What does getint (int *) mean?

Question

getint (int *);   

I am not really sure what does getint (int *) mean? Can someone explain this?

Answer 1

This is a function prototype declaring the function getint() . The function takes as pointer to an int as a parameter.

When prototyping a function it is not necessary to specify the parameters' names.

The prototype is missing a return type, which for C then defaults to int . Omiting a return type however is violating the recent C standard, so code doing so could be considered invalid.

An equivalent to

getint(int *);

though would be

int getint(int * pi); 

Answer 2

TL;DR getint (int *); is a forward declaration for a function, in a very bad programming style. Without any explicit return type, it will default to int .
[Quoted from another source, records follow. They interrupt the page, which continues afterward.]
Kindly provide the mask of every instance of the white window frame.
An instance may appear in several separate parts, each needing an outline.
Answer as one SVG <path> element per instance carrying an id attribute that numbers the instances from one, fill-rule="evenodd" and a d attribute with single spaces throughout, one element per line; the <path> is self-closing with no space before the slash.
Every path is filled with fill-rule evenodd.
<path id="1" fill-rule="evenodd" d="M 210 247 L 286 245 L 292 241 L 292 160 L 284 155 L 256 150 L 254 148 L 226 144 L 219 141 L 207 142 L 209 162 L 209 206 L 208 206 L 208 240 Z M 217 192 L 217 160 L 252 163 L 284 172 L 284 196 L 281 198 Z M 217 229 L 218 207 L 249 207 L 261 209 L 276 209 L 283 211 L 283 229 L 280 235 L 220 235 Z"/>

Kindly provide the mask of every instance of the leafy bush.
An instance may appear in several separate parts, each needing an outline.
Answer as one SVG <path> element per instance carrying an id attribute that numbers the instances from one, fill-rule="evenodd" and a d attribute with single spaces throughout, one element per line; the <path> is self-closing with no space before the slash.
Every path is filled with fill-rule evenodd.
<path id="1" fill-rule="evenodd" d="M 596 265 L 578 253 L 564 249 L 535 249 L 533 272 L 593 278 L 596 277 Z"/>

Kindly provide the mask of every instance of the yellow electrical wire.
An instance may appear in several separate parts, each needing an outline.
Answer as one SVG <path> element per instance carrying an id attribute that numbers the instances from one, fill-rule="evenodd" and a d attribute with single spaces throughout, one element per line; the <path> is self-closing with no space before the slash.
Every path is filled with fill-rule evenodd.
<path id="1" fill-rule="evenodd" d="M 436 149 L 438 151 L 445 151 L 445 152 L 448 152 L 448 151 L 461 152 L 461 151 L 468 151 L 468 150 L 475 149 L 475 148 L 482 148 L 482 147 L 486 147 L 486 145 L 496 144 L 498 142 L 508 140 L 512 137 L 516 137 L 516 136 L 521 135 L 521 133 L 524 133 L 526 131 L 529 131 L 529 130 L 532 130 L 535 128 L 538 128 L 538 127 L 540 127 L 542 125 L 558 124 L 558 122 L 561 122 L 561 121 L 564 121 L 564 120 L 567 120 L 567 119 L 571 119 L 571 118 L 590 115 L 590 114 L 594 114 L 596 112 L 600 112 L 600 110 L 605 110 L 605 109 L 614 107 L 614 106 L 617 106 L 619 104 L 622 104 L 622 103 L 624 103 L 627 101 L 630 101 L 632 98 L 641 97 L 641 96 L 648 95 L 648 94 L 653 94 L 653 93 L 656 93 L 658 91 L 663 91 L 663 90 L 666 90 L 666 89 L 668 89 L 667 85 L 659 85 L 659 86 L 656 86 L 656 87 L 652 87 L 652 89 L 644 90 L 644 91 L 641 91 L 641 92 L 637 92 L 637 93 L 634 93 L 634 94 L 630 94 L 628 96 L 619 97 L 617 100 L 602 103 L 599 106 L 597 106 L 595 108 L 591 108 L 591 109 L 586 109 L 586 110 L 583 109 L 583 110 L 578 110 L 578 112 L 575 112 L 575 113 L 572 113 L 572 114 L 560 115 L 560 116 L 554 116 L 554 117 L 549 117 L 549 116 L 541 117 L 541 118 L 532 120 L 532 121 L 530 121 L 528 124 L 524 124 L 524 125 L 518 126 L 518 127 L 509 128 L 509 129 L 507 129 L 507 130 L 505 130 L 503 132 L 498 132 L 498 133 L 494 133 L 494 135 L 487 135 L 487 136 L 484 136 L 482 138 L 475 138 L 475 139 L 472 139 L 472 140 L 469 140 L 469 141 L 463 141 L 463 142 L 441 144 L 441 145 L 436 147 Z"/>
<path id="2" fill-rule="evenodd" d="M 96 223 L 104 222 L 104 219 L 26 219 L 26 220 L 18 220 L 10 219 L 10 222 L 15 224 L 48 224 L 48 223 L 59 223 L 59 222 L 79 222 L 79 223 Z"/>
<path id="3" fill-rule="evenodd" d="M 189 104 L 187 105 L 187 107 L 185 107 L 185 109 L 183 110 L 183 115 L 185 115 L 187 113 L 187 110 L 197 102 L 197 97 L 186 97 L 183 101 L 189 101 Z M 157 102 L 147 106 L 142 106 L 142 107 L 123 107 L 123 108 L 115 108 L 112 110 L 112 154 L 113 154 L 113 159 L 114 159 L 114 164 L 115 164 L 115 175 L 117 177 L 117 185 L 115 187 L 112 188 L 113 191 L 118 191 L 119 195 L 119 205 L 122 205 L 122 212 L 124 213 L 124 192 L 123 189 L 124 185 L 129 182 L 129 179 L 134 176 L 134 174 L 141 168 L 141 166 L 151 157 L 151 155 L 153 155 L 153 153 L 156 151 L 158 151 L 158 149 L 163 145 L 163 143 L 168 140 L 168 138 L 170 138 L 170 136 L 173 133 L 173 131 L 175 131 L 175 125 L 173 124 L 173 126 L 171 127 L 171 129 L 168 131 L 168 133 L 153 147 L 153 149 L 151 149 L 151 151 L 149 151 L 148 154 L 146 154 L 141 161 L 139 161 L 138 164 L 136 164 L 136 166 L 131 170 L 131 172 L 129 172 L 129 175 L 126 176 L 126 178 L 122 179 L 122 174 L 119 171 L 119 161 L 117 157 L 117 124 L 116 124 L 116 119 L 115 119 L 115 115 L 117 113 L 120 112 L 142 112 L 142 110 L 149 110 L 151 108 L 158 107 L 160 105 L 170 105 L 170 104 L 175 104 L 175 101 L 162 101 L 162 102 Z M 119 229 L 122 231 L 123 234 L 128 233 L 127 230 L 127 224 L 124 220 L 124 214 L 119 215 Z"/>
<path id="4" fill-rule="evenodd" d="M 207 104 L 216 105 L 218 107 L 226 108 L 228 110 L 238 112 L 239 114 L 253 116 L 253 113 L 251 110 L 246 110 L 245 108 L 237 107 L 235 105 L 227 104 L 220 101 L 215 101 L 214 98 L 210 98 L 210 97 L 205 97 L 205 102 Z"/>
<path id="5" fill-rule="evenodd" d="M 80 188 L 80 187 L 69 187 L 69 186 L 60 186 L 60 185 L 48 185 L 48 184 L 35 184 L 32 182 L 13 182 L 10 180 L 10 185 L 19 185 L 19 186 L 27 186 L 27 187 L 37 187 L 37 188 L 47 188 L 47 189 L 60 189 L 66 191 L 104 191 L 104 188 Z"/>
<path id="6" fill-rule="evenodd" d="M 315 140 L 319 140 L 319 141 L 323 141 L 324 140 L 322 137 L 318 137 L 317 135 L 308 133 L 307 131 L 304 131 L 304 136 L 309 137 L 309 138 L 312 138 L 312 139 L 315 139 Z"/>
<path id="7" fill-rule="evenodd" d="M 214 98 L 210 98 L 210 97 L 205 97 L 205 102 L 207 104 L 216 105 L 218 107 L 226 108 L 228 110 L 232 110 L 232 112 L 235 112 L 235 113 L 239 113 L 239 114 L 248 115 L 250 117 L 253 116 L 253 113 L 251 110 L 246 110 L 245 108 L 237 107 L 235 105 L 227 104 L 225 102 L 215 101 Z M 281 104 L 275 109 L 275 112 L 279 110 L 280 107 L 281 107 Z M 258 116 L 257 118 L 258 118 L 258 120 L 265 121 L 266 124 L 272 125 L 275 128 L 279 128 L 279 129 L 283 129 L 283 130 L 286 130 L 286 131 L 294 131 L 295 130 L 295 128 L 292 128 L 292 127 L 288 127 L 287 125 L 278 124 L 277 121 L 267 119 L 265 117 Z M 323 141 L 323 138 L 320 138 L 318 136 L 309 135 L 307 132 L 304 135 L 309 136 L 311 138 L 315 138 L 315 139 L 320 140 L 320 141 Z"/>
The recommended way to write is is to specify the return type explicitly, like

• if int , like

   int getint(int *); //yes, omitting the identifier name is correct, see note below 

  or,

   int getint(int * outVar); //we can have the name, if we want. 

• if void , like

   void getint(int *); 

  or,

   void getint(int * outVar); 

or any return type you want.

---

NOTE:

Just for further reference, from C11 , chapter §6.7.6.3, Function declarators , (emphasis mine)

If, in the declaration 'T D1' , D1 has the form

 D( parameter-type-list ) 

...

A parameter type list specifies the types of, and may declare identifiers for, the parameters of the function.

So, the identifier name is optional.

Answer 3

The code is not valid C. If it compiles, consider upgrading to a compiler which is not older than 15 years.

History lesson:

In older, obsolete versions of the C standard you were allowed to omit the return type when writing a function declaration, in which case getint(int *); would mean the same thing as int getint(int *); , because if you specified no return type it would default to int . It was however bad practice to do so even back in 1990.